# Fixing bad plaster for new paint?



## toolman (Jul 4, 2008)

I was wondering if anyone hasany suggestions on preparing a large wall that had a terrible at best plaster job about two years ago. The wall is 10' high and about 33' long. The plaster contractor was just aweful. Currently the paint existing is a dark plum color that shows off all of the imperfections of the bad plaster and even worse Behr paint. Is there a way of fixing these spots with out having a new plasterer come in and re-do? I noticed Kilz has a new High Build product on the market. Has anyone had any experience with that product? The new color of choice will be a light blue color from Benjamin Moore. I know it will need a few rounds of primer before painting but any suggestions on the correct finish to help hide some of these imperfections? I need a pros take and help on this. 

Many thanks.


----------



## vermontpainter (Dec 24, 2007)

Toolman

Its tough to say without seeing a picture of how bad it is and what your customers expectations are. There is no shortcut answer, finish wise. I would probably get some of the quick dry mud that you mix yourself and skim the worst areas. This stuff sets up fast and dries harder than regular joint compound, and to the untrained eye could blend in with plaster. Then, a solid coat of primer and 2-3 coats of paint.


----------



## slickshift (Apr 8, 2007)

Other than Original Kilz, which is a decent oil-based stain-blocker (not a primer in the primer sense of the word), the products coming out of the Kilz factory have been piss-poor to the point of real paint stores refusing to carry them for the failure complaints from professionals

My experience would have me NOT want to try any new latex products from the company
Hey...I dunno... maybe they finally got something right...but I'm not taking the chance

There is almost never any reason for more than one coat of primer on the same surface

W/O seeing your particular problem, it's hard to say if you'll need a "plasterer", or if repairs or a skim coat will cut the mustard
I suspect a skim coat will be in order, regardless


----------



## Housepainter (Jan 6, 2008)

As had been shared a plaster or wall compound will work fine. Do in several thin sets, rather than over doing the plaster or wall compound mix. All plenty of dry time sand smooth and prime. I would use a upper end professional quality paint with good coverage. Let your customer know this is a step by step process that make take a few days longer than just repainting the same area.


----------



## toolman (Jul 4, 2008)

Guys thanks for the tips. I have posted a photo thatwas given to me in the my photos link to show you what it looks like. Then picture that spread out on a 10x33 wall. Maybe that could help a little more. Also could you guys recomend another primer besides Kilz?


----------



## tsunamicontract (May 3, 2008)

what do you want the finish coat to look like? All smooth, or still have some "character"?


----------



## toolman (Jul 4, 2008)

As smooth as it can pssibly be. I don't do a lot of painting and when I do it is either new or just a color change. For bad walls (especially when they are only two years old) is not my specialty, but now is as good a time as any to start learning.


----------



## tsunamicontract (May 3, 2008)

for smooth I would sand with a vacuum sander. I think smooth would be hard to achieve with a skim coat and I would be worried about the drywall compound not soaking in to a painted surface and chipping off. Sherwin Williams has a new primer and top coat combo called builders solution that is supposed to hide minor imperfections. You might get a nice smooth job with a coat of drywall primer and a 30 mil coat of XIM peelbond on top. Or you could roll some SherTex on the wall, that would hid the other imperfections. If you can use flat paint as your finish coat that will also hide anything that is left.


----------



## daArch (Mar 15, 2008)

Jeepers !!!

From that picture, I would have said the wall looked like a terrible wall-upholstering job that was painted over, but you say it's a newly plastered wall. Who was more plastered? The wall or the mudder ??
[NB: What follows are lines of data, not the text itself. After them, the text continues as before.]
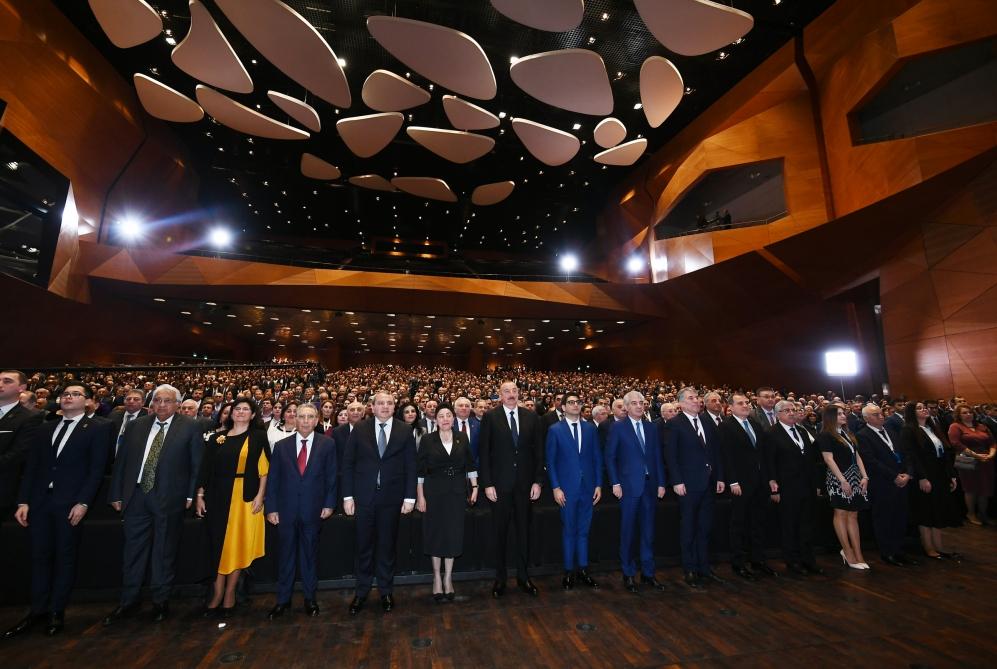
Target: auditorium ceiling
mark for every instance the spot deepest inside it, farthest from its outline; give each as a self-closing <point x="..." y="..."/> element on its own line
<point x="488" y="129"/>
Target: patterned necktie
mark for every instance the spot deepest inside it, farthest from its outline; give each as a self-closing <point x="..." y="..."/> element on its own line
<point x="148" y="479"/>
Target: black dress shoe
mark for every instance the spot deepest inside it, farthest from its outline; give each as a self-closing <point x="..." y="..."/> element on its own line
<point x="583" y="577"/>
<point x="744" y="573"/>
<point x="160" y="612"/>
<point x="528" y="587"/>
<point x="762" y="568"/>
<point x="119" y="613"/>
<point x="24" y="625"/>
<point x="56" y="621"/>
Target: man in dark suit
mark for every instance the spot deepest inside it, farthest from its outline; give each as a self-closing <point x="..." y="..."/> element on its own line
<point x="637" y="474"/>
<point x="511" y="454"/>
<point x="889" y="473"/>
<point x="744" y="466"/>
<point x="301" y="493"/>
<point x="795" y="470"/>
<point x="154" y="480"/>
<point x="64" y="469"/>
<point x="379" y="484"/>
<point x="695" y="469"/>
<point x="574" y="465"/>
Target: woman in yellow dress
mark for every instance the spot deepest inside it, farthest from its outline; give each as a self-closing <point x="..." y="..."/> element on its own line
<point x="232" y="485"/>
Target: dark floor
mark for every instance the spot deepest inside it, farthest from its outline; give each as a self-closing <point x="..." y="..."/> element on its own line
<point x="936" y="615"/>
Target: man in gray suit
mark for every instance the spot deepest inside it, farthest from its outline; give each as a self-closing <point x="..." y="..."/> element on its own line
<point x="155" y="476"/>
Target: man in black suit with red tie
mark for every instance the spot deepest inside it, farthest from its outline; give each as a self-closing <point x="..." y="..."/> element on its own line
<point x="64" y="469"/>
<point x="379" y="484"/>
<point x="511" y="470"/>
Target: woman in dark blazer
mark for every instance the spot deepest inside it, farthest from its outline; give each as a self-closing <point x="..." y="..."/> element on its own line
<point x="232" y="484"/>
<point x="931" y="501"/>
<point x="444" y="464"/>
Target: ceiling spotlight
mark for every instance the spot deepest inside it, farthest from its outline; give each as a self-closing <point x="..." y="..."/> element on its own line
<point x="220" y="237"/>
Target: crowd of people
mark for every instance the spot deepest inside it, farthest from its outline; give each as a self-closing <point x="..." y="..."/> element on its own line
<point x="292" y="444"/>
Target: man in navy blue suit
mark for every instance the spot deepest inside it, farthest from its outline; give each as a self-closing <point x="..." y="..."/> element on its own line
<point x="695" y="468"/>
<point x="637" y="472"/>
<point x="379" y="484"/>
<point x="301" y="493"/>
<point x="574" y="466"/>
<point x="64" y="469"/>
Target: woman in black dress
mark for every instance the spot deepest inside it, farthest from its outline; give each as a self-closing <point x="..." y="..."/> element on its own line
<point x="847" y="483"/>
<point x="931" y="502"/>
<point x="232" y="483"/>
<point x="444" y="465"/>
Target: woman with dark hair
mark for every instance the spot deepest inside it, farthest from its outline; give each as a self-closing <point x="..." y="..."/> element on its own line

I agree that it needs sanding first. The high spots are just too high (from the picture) to build up. After you got the peaks and ridges knocked down, float a coat or two of mud to level and then sand to perfection. 

High build paint ??? Please! They already got burned by short cutting. 

Prime/seal and two finish with QUALITY products.

That job is an embarassament to any craftsman that ever held a wall finishing tool.


----------



## timhag (Sep 30, 2007)

Looks like you need to skim the **** out of that wall.


----------



## tsunamicontract (May 3, 2008)

will the compound stick well enough to an already painted surface? I would be worried about little chunks flaking off. You could get a couple gallon cans of ready patch and skim it out but that would be a pain. still might flake. Drywall compound and plaster are not designed to skim over an already sealed substrate. This is why I would try to sand everything out I could. Or have them rip it down and rock it


----------



## slickshift (Apr 8, 2007)

tsunamicontract said:


> will the compound stick well enough to an already painted surface?


It should be primed first


----------



## toolman (Jul 4, 2008)

Believe it or not it is worse in other areas. That is the only one that you could get a new photo. The contractor him self out of S.E. Massachusetts has since lost his license. The roof leaked after 14 months and had to be completely re-stripped and done over. It was not a quality job. The state had to get involved, so I guess you can't expect much more from his subs. The worst part of it all is that this guy is still in business giving good people a bad name. He keeps changing his number and guys that work for him all the time.


----------



## daArch (Mar 15, 2008)

Some of us here are from SE MA.

Would it be advisable to tell us which town this happened?

I'd love to know who the guy is, but naming names could prolly target you for legal action.


----------



## EricTheHandyman (Jan 29, 2008)

This might be overkill, but you could also consider covering the exisiting wall with 1/4" drywall, tape & mud, prime & paint. Probably easier to sand/skim though.


----------



## daArch (Mar 15, 2008)

If you are thinking about overlayment or such, consider flexi-wall

http://www.flexiwall.com/


or coating wall with Weld-o-bond and having a REAL plasterer give a skim coat.


----------



## rich78 (Jul 8, 2015)

If you can sand-down some of the imperfections, use a fast set to skim coat imperfections, roll a thick coat of primer as long as you don't get runs or compromise the priming step. If you can use a flat finish.
www.rainbowcustompainting.com


----------



## chrisn (Jul 15, 2007)

rich78 said:


> If you can sand-down some of the imperfections, use a fast set to skim coat imperfections, roll a thick coat of primer as long as you don't get runs or compromise the priming step. If you can use a flat finish.
> www.rainbowcustompainting.com


this thread is 7years old, come on


----------



## I paint paint (May 4, 2014)

Rich78, too bad you didn't provide a link … I am really looking for some click bait this morning … and your timely responses are VERY intriguing. :icon_rolleyes:


----------



## daArch (Mar 15, 2008)

just report it and move on, doesn't appear we will be hurting the GD feelings of a long term contributor.


----------



## jacob33 (Jun 2, 2009)

I wonder what the oldest necro post is.


----------